Publié le 17 février 2011 par Malesherbes

Ému par le sort de notre compatriote Florence Cassez, emprisonnée à vie au Mexique, notre Président a déployé des efforts pour aménager sa peine. Il lui a donc fallu engager une négociation, démarche dans laquelle peut se déployer l’habileté d’un homme d’État. Même sur des sujets moins graves que celui-ci, par exemple pour réussir la vente d’un produit, on enseigne que la première étape d’une telle entreprise consiste à tenter de se mettre à la place de son interlocuteur. Non pour adopter sa position mais plutôt pour déterminer comment l’amener à la nôtre. C’est vraisemblablement une approche totalement étrangère au génie absolu qui nous gouverne.

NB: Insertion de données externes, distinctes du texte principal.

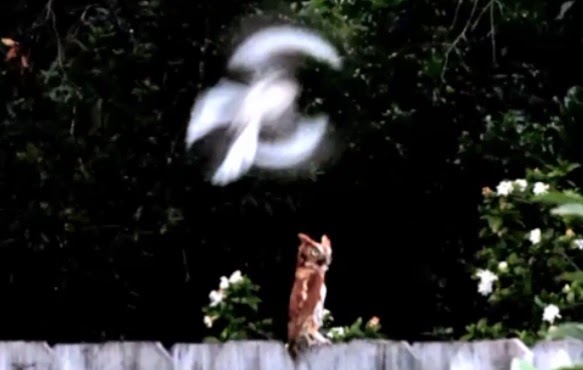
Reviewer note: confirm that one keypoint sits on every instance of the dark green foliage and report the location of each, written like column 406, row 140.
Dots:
column 102, row 212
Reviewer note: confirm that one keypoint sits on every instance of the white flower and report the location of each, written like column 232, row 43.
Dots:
column 551, row 313
column 566, row 288
column 216, row 296
column 534, row 236
column 521, row 183
column 224, row 284
column 235, row 277
column 504, row 188
column 208, row 321
column 540, row 188
column 487, row 279
column 335, row 332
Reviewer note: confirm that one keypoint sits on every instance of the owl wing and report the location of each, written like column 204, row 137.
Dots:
column 240, row 155
column 295, row 148
column 263, row 48
column 215, row 109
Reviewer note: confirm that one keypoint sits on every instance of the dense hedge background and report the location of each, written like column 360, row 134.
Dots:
column 103, row 214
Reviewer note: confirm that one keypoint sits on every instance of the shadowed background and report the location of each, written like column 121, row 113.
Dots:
column 104, row 216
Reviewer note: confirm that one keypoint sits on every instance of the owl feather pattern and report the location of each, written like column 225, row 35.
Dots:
column 306, row 308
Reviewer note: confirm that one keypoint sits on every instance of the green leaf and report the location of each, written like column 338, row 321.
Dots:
column 572, row 276
column 521, row 364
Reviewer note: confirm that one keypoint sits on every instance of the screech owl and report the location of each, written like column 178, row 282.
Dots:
column 306, row 307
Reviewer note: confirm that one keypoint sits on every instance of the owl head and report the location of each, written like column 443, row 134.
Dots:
column 314, row 254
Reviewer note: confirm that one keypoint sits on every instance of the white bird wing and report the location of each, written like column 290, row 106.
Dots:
column 260, row 49
column 240, row 155
column 215, row 109
column 294, row 149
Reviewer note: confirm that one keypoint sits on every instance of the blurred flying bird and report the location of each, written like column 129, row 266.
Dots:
column 266, row 104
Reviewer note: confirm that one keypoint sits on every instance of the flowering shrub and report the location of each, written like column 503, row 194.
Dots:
column 232, row 313
column 527, row 259
column 337, row 334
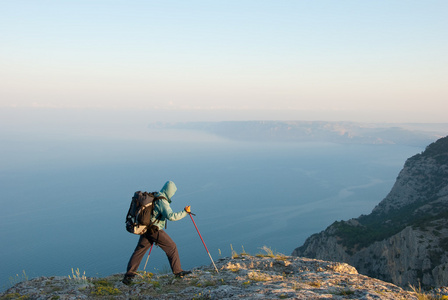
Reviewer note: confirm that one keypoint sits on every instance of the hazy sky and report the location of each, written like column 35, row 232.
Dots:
column 324, row 60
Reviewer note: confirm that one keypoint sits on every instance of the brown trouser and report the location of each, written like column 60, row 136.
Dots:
column 163, row 240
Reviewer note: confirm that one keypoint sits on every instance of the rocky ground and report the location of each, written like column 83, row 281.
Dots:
column 240, row 277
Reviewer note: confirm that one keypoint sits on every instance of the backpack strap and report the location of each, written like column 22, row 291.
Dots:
column 160, row 215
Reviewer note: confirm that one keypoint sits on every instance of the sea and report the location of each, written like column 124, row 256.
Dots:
column 65, row 192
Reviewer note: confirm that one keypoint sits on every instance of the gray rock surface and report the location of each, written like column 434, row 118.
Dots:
column 405, row 238
column 240, row 277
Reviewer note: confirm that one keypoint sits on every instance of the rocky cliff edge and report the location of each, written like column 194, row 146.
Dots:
column 240, row 277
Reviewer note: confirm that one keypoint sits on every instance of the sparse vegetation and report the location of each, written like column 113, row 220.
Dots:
column 77, row 278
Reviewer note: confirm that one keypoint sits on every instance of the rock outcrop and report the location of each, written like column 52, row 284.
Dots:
column 405, row 238
column 240, row 277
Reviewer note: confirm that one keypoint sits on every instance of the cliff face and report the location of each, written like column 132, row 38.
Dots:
column 405, row 238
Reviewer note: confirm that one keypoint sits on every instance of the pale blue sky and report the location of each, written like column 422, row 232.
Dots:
column 383, row 61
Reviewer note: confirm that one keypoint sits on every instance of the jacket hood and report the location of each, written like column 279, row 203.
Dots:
column 168, row 190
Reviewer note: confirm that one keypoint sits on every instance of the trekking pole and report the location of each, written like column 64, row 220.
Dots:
column 203, row 242
column 148, row 257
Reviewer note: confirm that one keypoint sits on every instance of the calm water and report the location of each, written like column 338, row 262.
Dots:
column 64, row 196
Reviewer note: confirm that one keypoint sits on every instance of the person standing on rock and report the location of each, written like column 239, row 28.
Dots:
column 156, row 234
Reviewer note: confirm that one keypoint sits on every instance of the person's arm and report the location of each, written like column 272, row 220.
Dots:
column 169, row 214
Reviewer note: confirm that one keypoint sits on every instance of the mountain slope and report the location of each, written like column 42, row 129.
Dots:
column 405, row 238
column 241, row 277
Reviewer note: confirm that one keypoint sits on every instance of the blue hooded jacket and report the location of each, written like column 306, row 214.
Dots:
column 162, row 208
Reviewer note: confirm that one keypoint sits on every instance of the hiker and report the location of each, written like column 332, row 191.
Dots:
column 156, row 234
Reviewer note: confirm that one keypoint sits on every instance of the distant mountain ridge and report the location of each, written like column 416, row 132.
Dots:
column 317, row 131
column 405, row 238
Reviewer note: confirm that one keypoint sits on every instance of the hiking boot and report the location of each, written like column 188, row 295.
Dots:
column 127, row 279
column 182, row 274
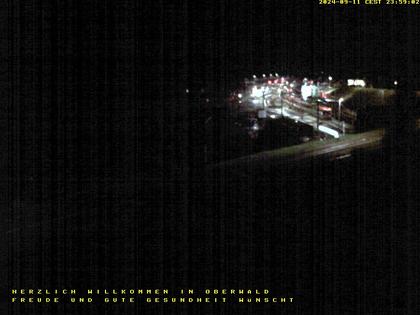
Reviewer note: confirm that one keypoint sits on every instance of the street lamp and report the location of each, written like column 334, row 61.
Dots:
column 340, row 101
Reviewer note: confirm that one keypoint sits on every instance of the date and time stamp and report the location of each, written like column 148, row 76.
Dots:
column 370, row 2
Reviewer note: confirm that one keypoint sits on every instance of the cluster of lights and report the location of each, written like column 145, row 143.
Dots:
column 356, row 82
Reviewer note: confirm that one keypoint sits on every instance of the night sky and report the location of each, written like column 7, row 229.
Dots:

Je vais donc tenter d’éclairer sa lanterne (pas le pavillon de Versailles, bien sûr). Projetons-nous donc à quelques mois ou années d’ici et supposons que Tony Meilhon, l’assassin présumé de Laëtitia Perrais, ait été jugé et que, tous les appels épuisés, il purge en France une peine de réclusion criminelle à perpétuité. Imaginons en outre que cet individu soit de nationalité mexicaine. Comment réagirait Nicolas Sarkozy si le Président Calderon se prononçait publiquement contre le scandale constitué par la détention de son compatriote, arrêté et jugé dans des conditions troubles ? Notre Président n’hésiterait pas une seconde à dénoncer cette insupportable mise en cause de notre justice et cette inqualifiable ingérence dans les affaires intérieures de la France. Accepterait-il qu’au Mexique, le nom de Tony Meilhon  soit en toute circonstance associé à celui de la France?

Allons plus loin. On peut supposer, bien que je ne sois pas en mesure d’apprécier la vraisemblance d’une telle hypothèse, que le Président mexicain éprouve lui-même des doutes sur la culpabilité de Florence Cassez. Même si la sécurité en France est un souci, notre situation n’est en rien comparable avec celle du Mexique où meurtres et enlèvements se comptent par milliers. M. Calderon doit bien prendre en compte son opinion publique qui n’accepterait pas de voir celle qu’il tient pour une criminelle dûment condamnée bénéficier d’une réduction ou d’un aménagement de sa peine. Si l’on veut faire avancer une négociation, il importe tout d’abord d’user de discrétion. Ce n’est qu’à l’abri des regards qu’une évolution pourra se dessiner. Les gesticulations de matamore et les moulinets d’estrade ne peuvent être que contre-productifs.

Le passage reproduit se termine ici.